'*' and '/' not recognized on input by a read statement

Solution 1:

FORTRAN input and output formatting rules are rather involved. Each input and ouptut statement has two arguments that have special meaning. For example

  READ (10,"(2I10)") m,n

The first argument is a file descriptor. Here it is 10. The second argument "(2I10)" is the format specifier. If you give an asterisk (*) as a format specifier you switch on the list-directed formatting mode.

List directed input as the name suggests is controlled by the argument list of the input operator.

1. Why asterisk (*) is special in list-directed input mode?
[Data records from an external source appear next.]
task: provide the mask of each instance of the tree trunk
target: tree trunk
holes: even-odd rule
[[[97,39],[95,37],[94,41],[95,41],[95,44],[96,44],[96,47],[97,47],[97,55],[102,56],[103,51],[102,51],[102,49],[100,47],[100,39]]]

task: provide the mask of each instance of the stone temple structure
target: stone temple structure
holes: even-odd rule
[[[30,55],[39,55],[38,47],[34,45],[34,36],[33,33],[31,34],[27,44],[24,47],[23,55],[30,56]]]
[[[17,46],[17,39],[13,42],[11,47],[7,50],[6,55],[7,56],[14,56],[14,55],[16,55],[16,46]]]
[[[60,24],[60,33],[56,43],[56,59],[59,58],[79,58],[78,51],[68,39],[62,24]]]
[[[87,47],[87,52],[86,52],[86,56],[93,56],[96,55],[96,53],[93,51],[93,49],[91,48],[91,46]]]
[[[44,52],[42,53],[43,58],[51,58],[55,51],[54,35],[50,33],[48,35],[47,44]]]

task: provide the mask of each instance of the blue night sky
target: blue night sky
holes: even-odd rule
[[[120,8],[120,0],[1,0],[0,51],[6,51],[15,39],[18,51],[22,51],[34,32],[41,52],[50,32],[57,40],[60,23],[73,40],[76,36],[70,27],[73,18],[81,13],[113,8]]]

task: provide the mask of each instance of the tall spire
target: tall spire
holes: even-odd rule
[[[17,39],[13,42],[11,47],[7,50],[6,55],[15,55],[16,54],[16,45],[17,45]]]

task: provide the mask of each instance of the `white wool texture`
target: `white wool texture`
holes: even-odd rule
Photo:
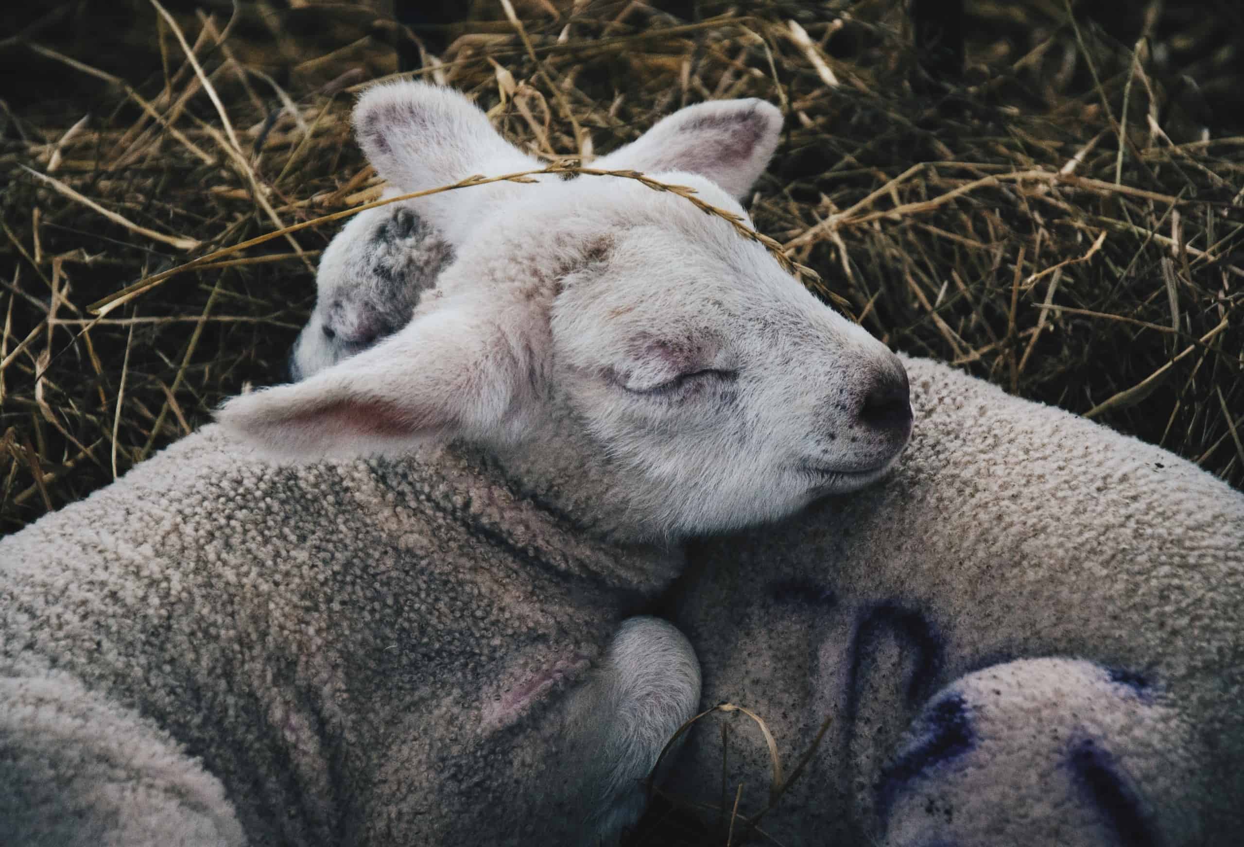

The input list is split into one or more input records. Each input record is of the form c, k*c or k* where c is a literal constant, and k is an integer literal constant. For example,

  5*1.01

as an instance of k*c scheme is interpreted as 5 copies of number 1.01

   5*

is interpreted as 5 copies of null input record.

The symbol asterisk (*) has a special meaning in list-directed input mode. Some compiler runtimes would report a runtime error when they encounter asterisk without an integer constant in list-directed input, other compilers would read an asterisk. For instance GNU Fortran compiler is known for standards compliance, so its runtime would accept *. Other compiler runtimes might fail.

2. What's up with slash (/)?

A comma (,), a slash (/) and a sequence of one or more blanks ( ) are considered record separators in list-directed input mode.

There is no simple way to input a slash on its own in this mode.

3. Possible solution: specify format explicitly

What you can do to make the runtime accept a single slash or an asterisk is to leave the list-directed input mode by specifying the format explicitly:

read (*,"(A1)") oper

should let you input any single character.